The Financial Markets Authority (FMA) and Reserve Bank of New Zealand (RBNZ) have completed their joint conduct and culture review of 11 New Zealand banks, and have identified “significant weaknesses” in governance and conduct risk management.
The regulators have highlighted a lack of bank proactivity in identifying and remediating conduct issues, which they say has resulted in a number of concerns that require “immediate remediation.” They also found isolated issues related to poor conduct by bank staff, though they are satisfied that this conduct is not widespread or systemic.
“The FMA and RBNZ conclude that the overall standard of banks’ approaches to identifying, managing and dealing with conduct risk needs to improve markedly,” the regulators stated.
“While some banks have been thinking about conduct and culture for some time prior to our review, the approach of others can be described as reactive at best, and complacent at worst.
“Overall, there are weaknesses in the governance and management of conduct risks, and significant gaps in the measurement and reporting of customer outcomes. These weaknesses leave New Zealand banks vulnerable to misconduct and to the issues seen in other jurisdictions.”
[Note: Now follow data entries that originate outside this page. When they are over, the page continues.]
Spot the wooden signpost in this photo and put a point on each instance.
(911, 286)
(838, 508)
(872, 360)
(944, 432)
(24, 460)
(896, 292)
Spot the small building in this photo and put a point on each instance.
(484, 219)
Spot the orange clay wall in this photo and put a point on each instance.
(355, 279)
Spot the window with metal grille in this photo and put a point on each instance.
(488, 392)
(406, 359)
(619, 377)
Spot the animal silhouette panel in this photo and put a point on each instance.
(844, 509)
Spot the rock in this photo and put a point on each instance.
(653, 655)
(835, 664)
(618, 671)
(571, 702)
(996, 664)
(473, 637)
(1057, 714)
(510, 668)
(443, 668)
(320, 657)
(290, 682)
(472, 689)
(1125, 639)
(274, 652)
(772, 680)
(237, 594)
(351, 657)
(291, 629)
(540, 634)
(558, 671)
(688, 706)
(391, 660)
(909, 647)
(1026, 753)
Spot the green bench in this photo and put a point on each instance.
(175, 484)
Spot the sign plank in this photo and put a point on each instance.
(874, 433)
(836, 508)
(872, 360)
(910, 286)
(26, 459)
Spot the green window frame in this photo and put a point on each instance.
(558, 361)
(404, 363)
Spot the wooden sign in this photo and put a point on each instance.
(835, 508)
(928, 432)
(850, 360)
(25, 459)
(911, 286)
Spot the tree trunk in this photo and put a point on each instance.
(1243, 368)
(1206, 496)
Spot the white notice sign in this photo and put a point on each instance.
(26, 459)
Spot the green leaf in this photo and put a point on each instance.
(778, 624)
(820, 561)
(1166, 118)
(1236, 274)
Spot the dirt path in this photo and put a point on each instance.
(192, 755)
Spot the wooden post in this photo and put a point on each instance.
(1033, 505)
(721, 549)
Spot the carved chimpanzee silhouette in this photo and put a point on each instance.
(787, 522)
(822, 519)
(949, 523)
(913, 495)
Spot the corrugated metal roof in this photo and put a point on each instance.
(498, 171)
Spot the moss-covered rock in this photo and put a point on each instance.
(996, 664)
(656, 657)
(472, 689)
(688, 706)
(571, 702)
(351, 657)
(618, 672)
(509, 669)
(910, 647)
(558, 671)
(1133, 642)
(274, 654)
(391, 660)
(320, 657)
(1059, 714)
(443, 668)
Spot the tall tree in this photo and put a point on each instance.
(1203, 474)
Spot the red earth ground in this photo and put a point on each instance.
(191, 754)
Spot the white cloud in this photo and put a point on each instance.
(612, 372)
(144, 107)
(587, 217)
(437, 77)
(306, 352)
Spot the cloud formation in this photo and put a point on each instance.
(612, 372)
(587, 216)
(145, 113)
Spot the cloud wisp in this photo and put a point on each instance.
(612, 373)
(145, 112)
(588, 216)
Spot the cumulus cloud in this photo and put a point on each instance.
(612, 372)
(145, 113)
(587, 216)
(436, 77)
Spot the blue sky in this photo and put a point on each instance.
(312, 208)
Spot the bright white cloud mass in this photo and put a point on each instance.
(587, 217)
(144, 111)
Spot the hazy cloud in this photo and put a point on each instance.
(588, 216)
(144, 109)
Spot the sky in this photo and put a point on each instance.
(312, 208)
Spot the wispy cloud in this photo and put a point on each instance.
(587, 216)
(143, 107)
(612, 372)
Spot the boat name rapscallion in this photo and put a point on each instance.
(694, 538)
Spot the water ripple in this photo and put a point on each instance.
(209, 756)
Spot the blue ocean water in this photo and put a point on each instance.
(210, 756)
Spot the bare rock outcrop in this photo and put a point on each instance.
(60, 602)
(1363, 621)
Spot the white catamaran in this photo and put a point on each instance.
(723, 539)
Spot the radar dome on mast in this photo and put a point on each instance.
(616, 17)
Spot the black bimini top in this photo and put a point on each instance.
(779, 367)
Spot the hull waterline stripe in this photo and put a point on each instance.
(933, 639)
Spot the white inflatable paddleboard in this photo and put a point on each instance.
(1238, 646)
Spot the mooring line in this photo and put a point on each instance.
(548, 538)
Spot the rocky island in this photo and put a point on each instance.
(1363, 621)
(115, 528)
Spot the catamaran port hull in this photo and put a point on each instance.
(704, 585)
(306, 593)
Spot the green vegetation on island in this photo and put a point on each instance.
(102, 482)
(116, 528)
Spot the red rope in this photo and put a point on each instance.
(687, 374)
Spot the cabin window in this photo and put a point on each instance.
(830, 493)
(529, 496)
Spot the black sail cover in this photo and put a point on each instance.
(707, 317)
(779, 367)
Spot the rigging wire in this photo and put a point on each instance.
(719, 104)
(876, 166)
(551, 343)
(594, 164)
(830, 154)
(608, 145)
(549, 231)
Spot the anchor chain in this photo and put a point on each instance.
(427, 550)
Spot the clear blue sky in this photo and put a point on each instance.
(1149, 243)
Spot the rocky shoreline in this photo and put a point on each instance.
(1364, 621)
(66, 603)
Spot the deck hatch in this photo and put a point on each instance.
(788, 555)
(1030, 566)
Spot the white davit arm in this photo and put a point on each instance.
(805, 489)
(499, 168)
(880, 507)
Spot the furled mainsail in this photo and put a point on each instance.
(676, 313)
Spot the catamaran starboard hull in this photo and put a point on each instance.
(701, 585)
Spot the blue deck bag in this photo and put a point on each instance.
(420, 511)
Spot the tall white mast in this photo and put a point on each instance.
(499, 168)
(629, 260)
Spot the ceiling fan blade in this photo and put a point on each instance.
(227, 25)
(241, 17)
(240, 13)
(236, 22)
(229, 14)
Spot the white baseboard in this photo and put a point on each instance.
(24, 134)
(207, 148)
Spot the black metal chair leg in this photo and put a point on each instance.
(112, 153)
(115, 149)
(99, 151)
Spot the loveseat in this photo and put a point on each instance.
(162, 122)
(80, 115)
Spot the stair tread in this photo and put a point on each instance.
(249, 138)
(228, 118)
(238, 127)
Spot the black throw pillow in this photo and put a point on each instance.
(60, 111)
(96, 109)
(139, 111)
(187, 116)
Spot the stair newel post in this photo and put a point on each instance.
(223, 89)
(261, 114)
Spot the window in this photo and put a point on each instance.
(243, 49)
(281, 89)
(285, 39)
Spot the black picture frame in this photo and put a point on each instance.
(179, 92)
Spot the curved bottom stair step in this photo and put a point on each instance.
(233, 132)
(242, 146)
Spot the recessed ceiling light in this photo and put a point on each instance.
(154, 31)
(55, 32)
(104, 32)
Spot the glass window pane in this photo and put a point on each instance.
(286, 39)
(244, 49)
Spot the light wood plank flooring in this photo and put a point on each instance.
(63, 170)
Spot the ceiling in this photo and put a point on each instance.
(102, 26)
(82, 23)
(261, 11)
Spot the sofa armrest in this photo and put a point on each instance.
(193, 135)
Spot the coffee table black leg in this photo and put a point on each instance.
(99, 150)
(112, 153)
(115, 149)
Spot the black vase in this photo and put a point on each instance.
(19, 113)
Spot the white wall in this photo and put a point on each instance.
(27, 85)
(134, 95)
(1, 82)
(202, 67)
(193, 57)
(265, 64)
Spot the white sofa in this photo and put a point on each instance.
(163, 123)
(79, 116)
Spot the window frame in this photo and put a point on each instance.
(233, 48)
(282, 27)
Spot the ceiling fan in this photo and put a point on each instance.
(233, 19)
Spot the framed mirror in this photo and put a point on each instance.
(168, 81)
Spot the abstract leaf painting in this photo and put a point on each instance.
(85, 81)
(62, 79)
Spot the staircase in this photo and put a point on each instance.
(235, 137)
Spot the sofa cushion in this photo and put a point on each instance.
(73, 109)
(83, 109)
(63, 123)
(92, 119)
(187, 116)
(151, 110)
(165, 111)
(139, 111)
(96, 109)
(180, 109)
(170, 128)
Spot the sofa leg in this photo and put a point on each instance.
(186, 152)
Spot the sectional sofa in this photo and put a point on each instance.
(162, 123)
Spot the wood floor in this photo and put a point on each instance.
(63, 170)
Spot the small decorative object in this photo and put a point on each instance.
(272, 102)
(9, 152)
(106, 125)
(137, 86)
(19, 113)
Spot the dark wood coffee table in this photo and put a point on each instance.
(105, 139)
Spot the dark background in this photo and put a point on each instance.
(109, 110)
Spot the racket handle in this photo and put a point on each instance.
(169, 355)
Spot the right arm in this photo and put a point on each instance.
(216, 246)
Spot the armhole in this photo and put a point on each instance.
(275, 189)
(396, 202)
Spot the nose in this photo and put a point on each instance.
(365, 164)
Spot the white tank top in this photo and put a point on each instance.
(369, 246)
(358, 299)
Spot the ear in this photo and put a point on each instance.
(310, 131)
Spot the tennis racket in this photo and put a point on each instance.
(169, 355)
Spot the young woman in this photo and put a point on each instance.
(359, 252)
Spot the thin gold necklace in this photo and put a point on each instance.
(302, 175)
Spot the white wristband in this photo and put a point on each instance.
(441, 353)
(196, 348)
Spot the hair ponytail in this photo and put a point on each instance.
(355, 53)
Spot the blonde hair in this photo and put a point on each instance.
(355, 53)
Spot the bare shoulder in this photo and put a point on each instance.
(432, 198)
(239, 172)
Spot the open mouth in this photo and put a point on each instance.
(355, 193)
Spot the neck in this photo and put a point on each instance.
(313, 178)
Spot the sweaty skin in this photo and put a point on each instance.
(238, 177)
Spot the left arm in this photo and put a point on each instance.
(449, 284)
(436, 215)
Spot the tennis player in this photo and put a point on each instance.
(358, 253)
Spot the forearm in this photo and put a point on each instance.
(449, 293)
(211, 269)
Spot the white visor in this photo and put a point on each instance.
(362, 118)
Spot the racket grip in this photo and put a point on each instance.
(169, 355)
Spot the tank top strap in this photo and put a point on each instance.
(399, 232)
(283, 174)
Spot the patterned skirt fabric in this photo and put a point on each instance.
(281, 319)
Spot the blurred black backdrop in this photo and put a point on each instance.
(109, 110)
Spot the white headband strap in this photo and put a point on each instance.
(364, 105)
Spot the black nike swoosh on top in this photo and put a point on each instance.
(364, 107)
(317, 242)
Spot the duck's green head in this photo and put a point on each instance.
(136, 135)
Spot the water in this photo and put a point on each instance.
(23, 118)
The FMA and RBNZ will be providing detailed findings of their results to each individual bank, along with feedback on the improvements they need to make. The banks will then need to develop a plan to address the feedback and report back on their progress by the end of March 2019.
Commenting on the review, FMA chief executive Rob Everett said: “The governance of conduct risk in the banks requires serious attention. Boards and senior management must address the recommendations and findings from our review with urgency. The FMA published a guide to good conduct in February 2017, but some banks have only now started to consider these issues, with most of the initiatives not going deep enough.”
Adrian Orr, Reserve Bank Governor, said: “To promote a sound and efficient financial system, banks have a responsibility to ensure customers receive products and services they understand. These products and services must be suited to customers’ needs on an ongoing basis. Failure in this responsibility exposes customers, banks, and the wider economy to unnecessary risk – as dramatically demonstrated by the recent Global Financial Crisis.